Data Infrastructure in Production (full-time)
Timing: Full time: Monday, Part-time: Sunday
In this course, you will learn what components make up a data architecture in production and which database technologies are required for different use-cases. We will cover different database technologies and see how they can be used for solving a variety of problems. Then we will take a look at these cloud computing, and data analytics in the cloud using AWS (Amazon Web Services).
In the second half of the course you will also learn about best practices on how to tackle real-world business analytics problems using these technologies and how to deploy business rules implemented in R into production as part of cloud-based stream-processing engines, dashboards or scoring APIs.
By the end of the course you will:
- Understand the building blocks of a production data infrastructure.
- You will have an overview of current data-related cloud computing services.
- You will have hands-on knowledge on how to build a simple, end-to-end data pipeline on Amazon Web Services (AWS).
You will have hands-on knowledge on creating dashboards in R on the top of AWS.

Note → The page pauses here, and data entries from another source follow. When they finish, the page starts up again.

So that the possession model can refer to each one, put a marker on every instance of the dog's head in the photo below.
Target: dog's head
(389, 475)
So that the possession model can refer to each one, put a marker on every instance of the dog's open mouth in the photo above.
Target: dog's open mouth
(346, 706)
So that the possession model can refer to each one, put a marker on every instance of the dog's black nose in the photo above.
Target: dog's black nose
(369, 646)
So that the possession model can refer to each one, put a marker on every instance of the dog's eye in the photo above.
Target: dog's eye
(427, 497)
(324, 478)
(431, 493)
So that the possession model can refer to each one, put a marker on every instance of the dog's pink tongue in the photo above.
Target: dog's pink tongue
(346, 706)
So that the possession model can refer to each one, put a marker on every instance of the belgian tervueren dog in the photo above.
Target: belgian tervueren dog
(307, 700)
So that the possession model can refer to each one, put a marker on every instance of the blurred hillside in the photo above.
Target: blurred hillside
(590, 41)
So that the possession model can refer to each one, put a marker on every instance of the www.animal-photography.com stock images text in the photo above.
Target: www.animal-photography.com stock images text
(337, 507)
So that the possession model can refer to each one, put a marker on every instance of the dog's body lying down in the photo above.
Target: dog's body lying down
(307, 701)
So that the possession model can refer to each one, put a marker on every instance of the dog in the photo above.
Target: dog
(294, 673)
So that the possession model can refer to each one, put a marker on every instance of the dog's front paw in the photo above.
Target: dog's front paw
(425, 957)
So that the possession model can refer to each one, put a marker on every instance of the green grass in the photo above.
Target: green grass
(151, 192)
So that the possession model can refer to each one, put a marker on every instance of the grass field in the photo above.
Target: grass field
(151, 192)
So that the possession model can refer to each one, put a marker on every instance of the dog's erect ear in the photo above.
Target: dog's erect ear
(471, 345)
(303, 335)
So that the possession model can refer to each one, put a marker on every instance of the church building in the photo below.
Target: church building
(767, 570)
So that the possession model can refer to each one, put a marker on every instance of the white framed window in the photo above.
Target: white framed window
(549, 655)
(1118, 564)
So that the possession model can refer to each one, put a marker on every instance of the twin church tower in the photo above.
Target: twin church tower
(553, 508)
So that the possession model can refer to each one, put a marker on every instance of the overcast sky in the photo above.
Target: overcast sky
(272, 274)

- 20% quizzes at the beginning of class
- 80% final project – you will need to create a data pipeline on AWS
- Students shall not miss more than 1 day of lectures (out of 4 days). Failing to do so will yield an administrative fail grade. (If you have a major impediment please contact the Instructor.)
- To pass, students will need to get at least 50% of the overall grade. Failure to do so, will yield a Fail grade.
Data Analysis 1a; Big Data Computing